BEN ROBINSON:'Explosive and incendiary bullets, 'which could set the hydrogen in the zeppelins alight, 'proved their undoing. 'Barely two weeks later, 'one of these new super zeppelins was brought down 'in the village of Little Wigborough, south of Colchester, in Essex.'
INTERVIEWEE:It's back was broken in鈥 Whilst the nose and other part was perfect. But all the canvas got burnt, all of them just left the bit of the, piece of the relics you see? That's aluminium, that's for lightness.
BEN ROBINSON:'The crew all walked away unharmed.'
INTERVIEWEE:Yeah they passed the gate here, 21 of them all walked past, and that was a big relief when they did get past. There was a special constable met them up at the next village.
INTERVIEWEE:And he took them in hand, he got on his old push-bike, and he was going to try and take them to Mersey, to the military, but he took them to Peldon Post Office, and that's where they were handed over to the police.

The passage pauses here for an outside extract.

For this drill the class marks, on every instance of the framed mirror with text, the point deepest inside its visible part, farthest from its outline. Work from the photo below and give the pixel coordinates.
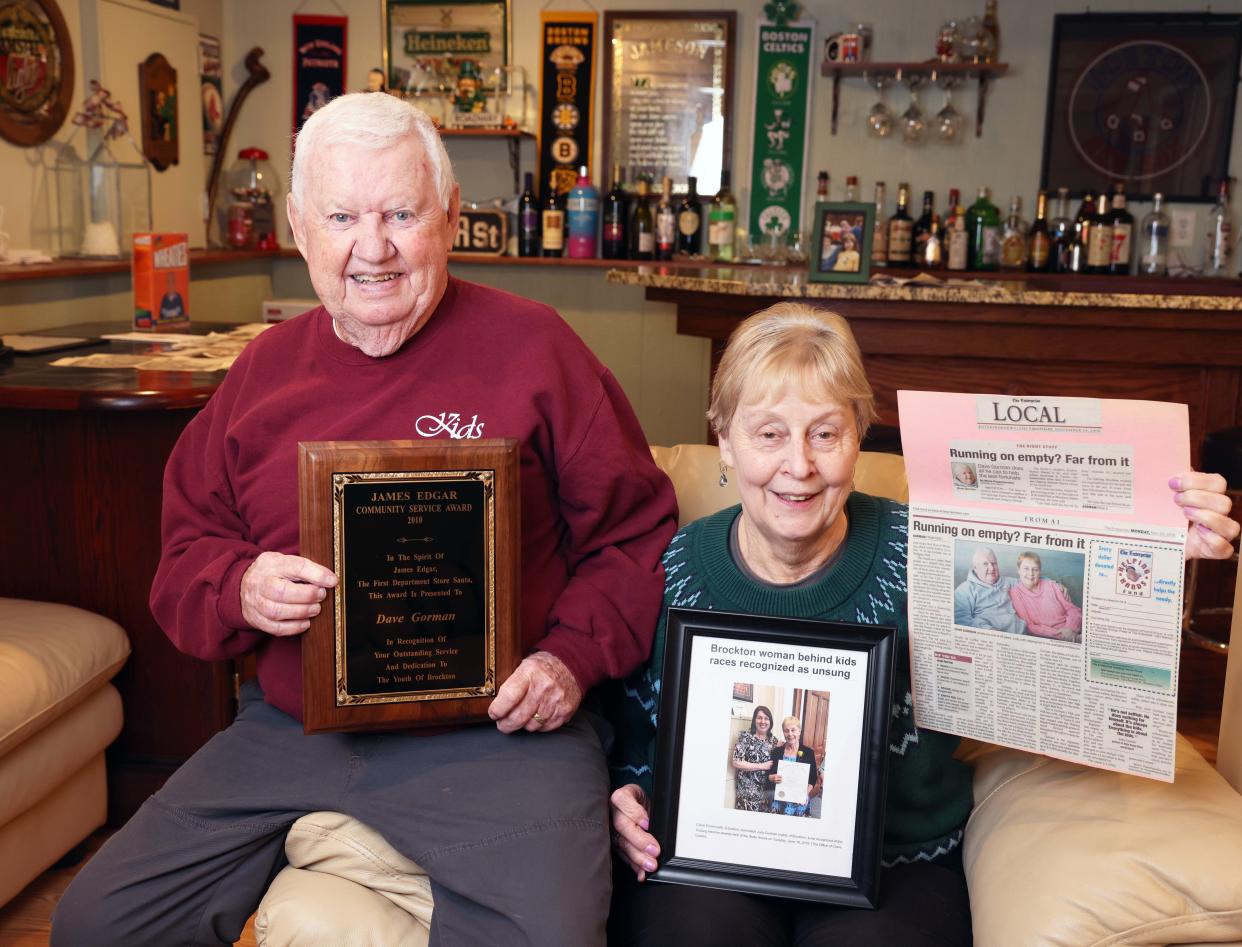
(668, 96)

BEN ROBINSON:'The crew of a second zeppelin weren't so lucky. 'They all died when it crashed in flames near Billericay, in Essex. 'Again, thousands of people turned out to look at the wreckage, 'including Leefe Robinson and the Secretary of State for War, 'Lloyd-George.
BEN ROBINSON:'By the end of the month, 'Germany's leading zeppelin captain, Heinrich Mathy, had also been killed, 'and four German airships had been reduced to scrap.

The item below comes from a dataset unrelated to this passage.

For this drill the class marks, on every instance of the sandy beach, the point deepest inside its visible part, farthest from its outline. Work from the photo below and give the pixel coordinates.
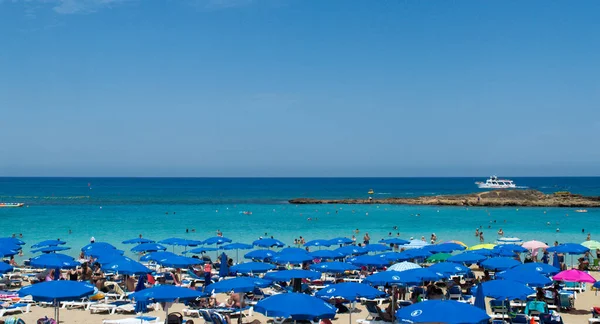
(579, 315)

BEN ROBINSON:'It was the beginning of the end for the baby-killers.' There were further zeppelin raids, but now people were much more likely to see zeppelins, not in the skies, but as these fragments. Bits of shot down zeppelin.
BEN ROBINSON:There was a lively trade in these, and some money was raised for injured soldiers. But the zeppelin menace, the threat that they represented, had been transformed into mere curios and trinkets.
BEN ROBINSON:'During their brief but deadly dominance, 'the Zeppelin airships had killed more than 500 people, 'and injured more than a thousand in places all across the country.'
BEN ROBINSON:But the last ever attempt to bomb Britain by a zeppelin was here, over the Norfolk coast, and it's fitting that this is where the aerial war ended.
BEN ROBINSON:'On 5th August 1918, aircraft of the newly formed Royal Air Force 'scrambled from Great Yarmouth, 'as five zeppelins approached the Norfolk coast. 'Soon afterwards, one of the airshipsplunged seawards in a blazing mass.'
BEN ROBINSON:Just three years before, when a zeppelin first appeared here in the skies above Great Yarmouth, it was an invincible force. There was nothing we could do to stop these machines. But now they were hopelessly out-classed and never again would an airship rule the skies.
BEN ROBINSON:'But the zeppelin war had shown us that those at home 'could be as vulnerable as those on the front line. 'War had been brought to the front door and something had to change.'
BEN ROBINSON:The air raids made the government acutely aware that they needed an aerial defence system that operated in depth.
BEN ROBINSON:They led to the formation of the RAF in 1918, and to the development of operations rooms, such as this one here at Ducksford, that proved so crucial in 1940, during the Battle of Britain. And ultimately, victory in the second World War.